Eu nunca fui uma pessoa de muita personalidade. As pessoas esperavam que eu fosse bonita, não que eu soubesse manter um dialogo ou ler e escrever. Meus pais se preocuparam em me ensinar a ser mais que um rostinho bonito, mas eu não me sentia assim. Eu me via como uma sopa insipida e sem sal, ou como um vestido sem cor. Uma pintura em branco.
Um grande vazio, um grande ninguém.
Claro que eu sabia que em alguma parte de mim, meu eu verdadeiro se escondia. Eu tinha vislumbres dele durante minha infancia. Tocava-o suavemente na minha adolescência. Nesses momentos, eu sentia odio. Raiva. Amargura. E era neles que eu me sentia...  Real.
Eu tinha medo. Medo de que aquilo fosse quem eu realmente era. Uma labareda de fogo vermelho e dourado, que servia apenas para queimar.
Perder minha familia me transformou. Eu não mais tinha vislumbres do meu ódio. Ele me cegava completamente. Não tocava suavemente a amargura. Eu me banhava nela e a deixava me acariciar por horas a fio.
Não tinha medo de deixar a labareda queimar.
Maia se afastou de mim aos poucos. Não acho que por causa da minha brusca mudança de personalidade, e sim porque histórias sobre a maldição se espalhavam pela vila, e depois pelo mundo. Uma vantagem disso tudo era que as visitas pararam. Ninguém vinha me observar ou criar pinturas e esculturas. Eu andava livre pelas ruas sem me preocupar em manter uma expressão agradável. Na verdade, eu fazia questão de demonstrar com meu rosto todos os demonios que me habitavam.
Podemos dizer que eu liberei minha vadia interior.
E os deuses sabem o quanto ela queria permanecer livre.
A comunidade cochichava coisas aleatórias em relação a minha maldição enquanto eu passava. Eles queriam que eu me entregasse logo para não arriscar a vida de todos atraindo a fúria de Afrodite. A cada dia os sussurros ficavam mais altos e tambem mais crueis.
Ate que começaram a atirar coisas em mim enquanto eu passava. Frutas podres, pedras, o que estivesse a mão. Com esse novo tratamento vieram as pinturas. Palavras de ódio escritas em várias línguas.

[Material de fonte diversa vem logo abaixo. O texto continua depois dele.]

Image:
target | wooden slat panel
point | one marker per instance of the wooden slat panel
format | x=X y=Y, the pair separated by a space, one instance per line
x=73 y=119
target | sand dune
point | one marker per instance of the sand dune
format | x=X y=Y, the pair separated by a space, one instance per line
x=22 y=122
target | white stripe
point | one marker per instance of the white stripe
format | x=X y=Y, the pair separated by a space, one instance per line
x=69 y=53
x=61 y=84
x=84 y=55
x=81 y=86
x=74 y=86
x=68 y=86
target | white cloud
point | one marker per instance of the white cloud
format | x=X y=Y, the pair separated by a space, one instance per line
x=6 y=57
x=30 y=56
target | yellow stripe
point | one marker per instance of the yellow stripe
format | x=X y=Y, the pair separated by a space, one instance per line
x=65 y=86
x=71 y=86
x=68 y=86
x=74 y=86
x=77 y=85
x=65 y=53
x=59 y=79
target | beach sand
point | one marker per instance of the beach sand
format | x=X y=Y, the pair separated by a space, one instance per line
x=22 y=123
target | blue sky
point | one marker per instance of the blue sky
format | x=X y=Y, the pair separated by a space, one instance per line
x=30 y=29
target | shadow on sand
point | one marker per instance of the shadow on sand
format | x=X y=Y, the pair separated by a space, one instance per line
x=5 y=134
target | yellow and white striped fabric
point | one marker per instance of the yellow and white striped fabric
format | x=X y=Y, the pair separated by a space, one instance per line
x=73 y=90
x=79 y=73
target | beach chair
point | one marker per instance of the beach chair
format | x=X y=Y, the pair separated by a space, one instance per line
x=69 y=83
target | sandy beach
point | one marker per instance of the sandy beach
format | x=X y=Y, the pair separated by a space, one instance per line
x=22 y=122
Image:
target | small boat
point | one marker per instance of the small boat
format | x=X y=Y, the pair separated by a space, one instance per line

Eu apenas entrava em casa e usava o resto das economias dos meus pais para me sustentar. As coisas estavam dificeis. Precisei vender meus vestidos e os tapetes da casa, mas ninguém queria comprar. Chamavam de "objetos amaldiçoados". Comprar algo de mim seria, aos olhos deles, como abrir a caixa de Pandora.
Os meses passaram e eu escolhia todos os dias entre comer ou comprar sapatos novos. Fiquei descalça. Depois entre comer e comprar um agasalho. Fiquei com frio. Entre comer e manter a casa. Fui morar na rua.
Não era facil, mas era possível. E na sarjeta  eu podia planejar. Pensar em tudo que eu faria para destruir Afrodite quando o momento chegasse. Se é que chegaria.
Em minha posse, nada me restava. Nada além da carta de minha mãe. Eu nunca mais a abri. Doía demais.
Ate que um dia eu precisei escolher entre não comer e perder a esperança. Não havia mais dinheiro. O povo não me dava um centavo em piedade. Os que me ofereciam ajuda pediam meu corpo em troca. Preferi ficar sozinha. Minha única escolha era essa.
Ficar com fome ou perder a esperança.
Escolhi desistir. Com as mãos tremendo e as pernas firmes, subi a colina até o templo do deus da Morte.
O vento machucava minha pele e meu corpo parecia pesar duas toneladas, tal era a dificuldade das minhas pernas em subir. Dentes cerrados e olhos ardendo pelo frio ou pela vontade de chorar, eu nem sabia mais. Assim dei cada passo doloroso ate o topo.
O tempo era simples. Quatro torres de madeira negra formavam um quadrado. No centro uma pedra negra servia para depositar oferendas. Sem teto ou piso. Entre os quatro pilares gigantes a grama crescia mais verde e forte, observei intrigada.
Cambaleei fraca até a pedra e a toquei com minha mão fria.
Nada aconteceu.
Rindo ironicamente deslizei por ela até o chão.
Minha vida patetica terminava ali e uma nova começava.
Deitada em parte sobre a grama verde e cheirosa e em parte sobre a pedra gelada eu imaginava que seria uma vida de terrores e medo.
Mal sabia que seria uma vida de estrelas e noites aconchegantes.